Hitting the Sweet Spot
28 October 2006 – 2:25 pmEvery possible feature or fewer well integrated features?
Over the last few weeks I’ve noticed a recurring theme floating around the interweb talking about this issue. The focus of all of these articles, blogs, and videocasts varied widely from Yahoo, Google, Microsoft, and Apple.
Word vs Writely
Word’s feature bloat has turned it into a behemoth of a program with hundreds of features that the average user is completely unaware of there function and/or location (when was the last time you had Word help you write a letter or used the OCR feature to turn characters written on screen into to document text).
…most users will think it’s cool then simply move on…
Now look at Writely. It’s kept it feature set small, but it is constantly trying to improve how it interfaces with other features and products. Other products is key, Writely is free so it’s not trying to get it’s users to buy the latest version or a related program. Microsoft in general is great at importing data from other sources, but exporting to non-Microsoft platforms / products is generally a pain in the ass. (In full disclosure, I wrote this in Writely and simply pressed Publish to Blog.)

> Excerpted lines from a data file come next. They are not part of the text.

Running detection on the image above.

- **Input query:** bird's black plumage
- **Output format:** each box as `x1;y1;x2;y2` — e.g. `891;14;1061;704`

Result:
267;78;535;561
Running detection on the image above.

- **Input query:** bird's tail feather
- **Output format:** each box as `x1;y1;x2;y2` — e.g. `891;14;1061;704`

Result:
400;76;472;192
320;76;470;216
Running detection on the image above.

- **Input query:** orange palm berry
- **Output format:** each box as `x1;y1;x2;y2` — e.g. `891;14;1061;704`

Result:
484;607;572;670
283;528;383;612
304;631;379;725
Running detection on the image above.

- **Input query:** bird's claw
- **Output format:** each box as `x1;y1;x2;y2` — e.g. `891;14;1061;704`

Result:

It appears that Microsoft is slowly getting the idea and has completely redesigned the interface in an attempt to make the features more accessible.
Hitting the Sweet Spot
Designers and developer should be shooting for the magical features Sweet Spot.

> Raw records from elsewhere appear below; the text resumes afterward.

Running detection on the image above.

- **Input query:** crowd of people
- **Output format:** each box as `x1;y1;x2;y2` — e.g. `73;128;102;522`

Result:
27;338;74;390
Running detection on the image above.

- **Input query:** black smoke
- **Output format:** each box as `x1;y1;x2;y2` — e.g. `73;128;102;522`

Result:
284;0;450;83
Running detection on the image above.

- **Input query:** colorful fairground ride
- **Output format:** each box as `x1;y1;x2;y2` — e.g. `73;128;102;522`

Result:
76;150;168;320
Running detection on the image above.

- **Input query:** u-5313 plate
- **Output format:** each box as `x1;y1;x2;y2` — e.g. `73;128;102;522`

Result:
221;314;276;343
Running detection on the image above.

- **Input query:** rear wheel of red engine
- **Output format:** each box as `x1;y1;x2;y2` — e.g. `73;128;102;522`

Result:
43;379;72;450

There is a lot to be said for kick ass new features and ideas but if those features aren’t well thought out, well executed and/or robust enough most users will think it’s cool then simply move on to the next site. However if there is a multitude of scattered features users will just get frustrated and leave.
Hitting that S-Spot often requires time, experimenting, and user feedback but once the features have reached the point where they are interactive, robust, and more importantly useful the users will keep coming back for more.